Atwood focuses on the social unrest of Canada at the time, charting the unrest of the Depression and the demise of their father’s button factory as a result. During these turbulent political times, Laura and Iris harbour a suspected communist, Alex Thomas, in the attic of Avilion, and it becomes apparent that there is a strange tension between the three of them. Iris can’t define her own feelings towards Alex, nor can she interpret Laura’s. After Alex tries to kiss her, she wonders whether he has done the same with Laura too.
Interspersed between these tales of Iris’s life, past and present, are excerpts from Laura Chase’s posthumously published novel: the eponymous Blind Assassin. These excerpts relate stories from Sakiel-Norn, a city on Planet Zycron, where children are forced to weave carpets until they become blind. The stories are initially told by an anonymous narrator to his unnamed lover, but it becomes clearer and clearer that these are people from Iris’ life. And this is the beauty of The Blind Assassin, which begins to read increasingly like a mystery: the ambiguity of the couple having the affair, and the question as to how and why Laura died, are left unanswered until the final chapters, as the novel builds its slow crescendo and the lives of the Chase sisters become more and more entangled.
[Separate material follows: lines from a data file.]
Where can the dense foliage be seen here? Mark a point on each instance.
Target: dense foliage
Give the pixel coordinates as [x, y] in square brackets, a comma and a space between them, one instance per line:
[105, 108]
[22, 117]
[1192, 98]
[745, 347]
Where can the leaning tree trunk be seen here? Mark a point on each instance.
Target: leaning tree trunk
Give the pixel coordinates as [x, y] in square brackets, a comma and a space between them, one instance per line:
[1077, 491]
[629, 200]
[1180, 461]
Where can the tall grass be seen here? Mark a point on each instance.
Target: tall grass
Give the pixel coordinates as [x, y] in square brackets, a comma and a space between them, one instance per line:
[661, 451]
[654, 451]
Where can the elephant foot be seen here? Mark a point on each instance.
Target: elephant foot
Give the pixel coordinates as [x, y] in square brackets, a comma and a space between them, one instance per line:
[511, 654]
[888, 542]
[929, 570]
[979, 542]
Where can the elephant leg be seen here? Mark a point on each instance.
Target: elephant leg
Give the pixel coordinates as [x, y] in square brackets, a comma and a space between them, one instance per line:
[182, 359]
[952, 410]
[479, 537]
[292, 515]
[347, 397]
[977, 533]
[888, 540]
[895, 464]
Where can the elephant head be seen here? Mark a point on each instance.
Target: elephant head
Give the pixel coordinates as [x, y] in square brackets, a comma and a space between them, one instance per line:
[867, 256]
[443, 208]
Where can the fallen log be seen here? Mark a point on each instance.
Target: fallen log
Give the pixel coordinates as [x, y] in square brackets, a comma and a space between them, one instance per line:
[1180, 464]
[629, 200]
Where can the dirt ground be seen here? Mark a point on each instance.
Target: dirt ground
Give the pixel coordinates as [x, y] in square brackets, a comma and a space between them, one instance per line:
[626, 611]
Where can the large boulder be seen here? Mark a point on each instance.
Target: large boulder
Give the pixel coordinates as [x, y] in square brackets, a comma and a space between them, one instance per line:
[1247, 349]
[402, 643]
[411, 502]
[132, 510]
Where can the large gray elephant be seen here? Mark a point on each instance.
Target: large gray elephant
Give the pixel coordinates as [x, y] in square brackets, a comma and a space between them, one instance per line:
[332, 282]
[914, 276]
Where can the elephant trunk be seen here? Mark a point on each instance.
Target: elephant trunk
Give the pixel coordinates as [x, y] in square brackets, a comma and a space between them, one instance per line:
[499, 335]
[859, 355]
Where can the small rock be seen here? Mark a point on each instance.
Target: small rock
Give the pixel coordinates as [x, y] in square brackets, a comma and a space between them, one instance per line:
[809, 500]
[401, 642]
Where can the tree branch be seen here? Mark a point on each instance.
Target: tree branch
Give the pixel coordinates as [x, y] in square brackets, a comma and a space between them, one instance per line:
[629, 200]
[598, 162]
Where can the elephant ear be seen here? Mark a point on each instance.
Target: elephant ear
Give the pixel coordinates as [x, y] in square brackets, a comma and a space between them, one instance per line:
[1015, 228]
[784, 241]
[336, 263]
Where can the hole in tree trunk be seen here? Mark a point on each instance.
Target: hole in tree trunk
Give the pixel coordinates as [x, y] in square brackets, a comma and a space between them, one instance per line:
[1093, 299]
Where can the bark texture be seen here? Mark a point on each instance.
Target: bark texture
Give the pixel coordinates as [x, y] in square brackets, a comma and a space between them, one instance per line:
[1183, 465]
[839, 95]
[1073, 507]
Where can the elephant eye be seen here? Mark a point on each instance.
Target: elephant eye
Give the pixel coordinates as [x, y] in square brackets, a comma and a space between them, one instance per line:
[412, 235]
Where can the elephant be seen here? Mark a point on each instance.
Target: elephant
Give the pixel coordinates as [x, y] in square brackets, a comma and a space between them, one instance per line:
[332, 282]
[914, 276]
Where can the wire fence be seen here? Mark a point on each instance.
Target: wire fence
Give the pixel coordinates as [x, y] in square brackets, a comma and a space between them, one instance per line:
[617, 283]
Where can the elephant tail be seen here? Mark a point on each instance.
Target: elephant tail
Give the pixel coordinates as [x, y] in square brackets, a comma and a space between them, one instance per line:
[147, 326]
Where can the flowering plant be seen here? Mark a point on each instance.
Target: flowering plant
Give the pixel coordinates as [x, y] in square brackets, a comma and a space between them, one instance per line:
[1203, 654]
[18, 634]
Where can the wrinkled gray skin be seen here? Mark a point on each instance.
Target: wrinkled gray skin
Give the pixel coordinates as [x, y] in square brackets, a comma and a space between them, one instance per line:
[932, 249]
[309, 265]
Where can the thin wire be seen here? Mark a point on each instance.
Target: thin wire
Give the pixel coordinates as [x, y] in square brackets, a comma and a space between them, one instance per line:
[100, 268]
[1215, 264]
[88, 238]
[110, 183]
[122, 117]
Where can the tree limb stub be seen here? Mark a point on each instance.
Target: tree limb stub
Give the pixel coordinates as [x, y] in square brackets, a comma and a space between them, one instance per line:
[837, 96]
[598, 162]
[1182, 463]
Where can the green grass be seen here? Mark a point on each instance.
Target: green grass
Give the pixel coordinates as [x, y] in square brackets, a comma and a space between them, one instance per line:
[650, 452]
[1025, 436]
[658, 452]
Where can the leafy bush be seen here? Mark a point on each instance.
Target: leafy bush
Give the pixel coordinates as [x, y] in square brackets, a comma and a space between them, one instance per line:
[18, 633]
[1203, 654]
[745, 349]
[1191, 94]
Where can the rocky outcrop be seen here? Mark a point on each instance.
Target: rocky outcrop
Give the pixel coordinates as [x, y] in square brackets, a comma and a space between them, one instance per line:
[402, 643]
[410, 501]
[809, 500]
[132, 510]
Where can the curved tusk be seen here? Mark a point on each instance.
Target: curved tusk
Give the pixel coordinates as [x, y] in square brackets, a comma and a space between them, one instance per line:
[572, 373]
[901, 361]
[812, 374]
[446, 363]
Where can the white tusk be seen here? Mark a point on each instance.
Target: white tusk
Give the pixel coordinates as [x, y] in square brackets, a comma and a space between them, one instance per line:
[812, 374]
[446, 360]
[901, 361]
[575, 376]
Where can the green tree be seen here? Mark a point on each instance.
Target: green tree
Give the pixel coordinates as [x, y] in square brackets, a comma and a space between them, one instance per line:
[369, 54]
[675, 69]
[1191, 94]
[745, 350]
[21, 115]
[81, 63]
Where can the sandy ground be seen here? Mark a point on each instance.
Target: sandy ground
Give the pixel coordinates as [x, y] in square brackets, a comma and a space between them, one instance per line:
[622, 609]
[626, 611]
The contrast between the science fiction interludes and the historical bulk of the tale is one of the novel’s biggest strengths. The political elements of post-war Canada and the civil unrest the country experienced is neatly reflected in the uprising of Sakiel-Norn. The two lovers in the narrator’s tale, the blind assassin and the sacrificial virgin, are reminiscent of the narrator and his lover herself. All she asked for was a story with a happy ending, but what she got was a much more ambiguous tale of strife and adversity. The layers of stories-within-stories all serve to mirror each other.
The book does lose some momentum around two-thirds of the way through, largely due to present-day Iris’s somewhat stilted tales of her day-to-day life. Through her sombre view, the pacing becomes drudged down and sluggish, but the mystery elements of the plot provide enough tension to carry readers through. Also, The Blind Assassin is an Atwood novel, so it goes without saying that the prose is beautifully written. With a Booker prize to its name, you’d be silly not to pick it up.
This is one of my favorite books.I know I look shallow, but part of the reason was the descriptions of Avilion. And I loved the tales of THE BLIND ASSASSIN (book within the book). Thanks for letting me revisit it, Rachael!
Love this book–Atwood is so damn good with prose and structure. And character. And wit. And, well, she’s just damn good. I’m always happy when older books get fresh reviews to remind people of what’s out there beyond the latest releases!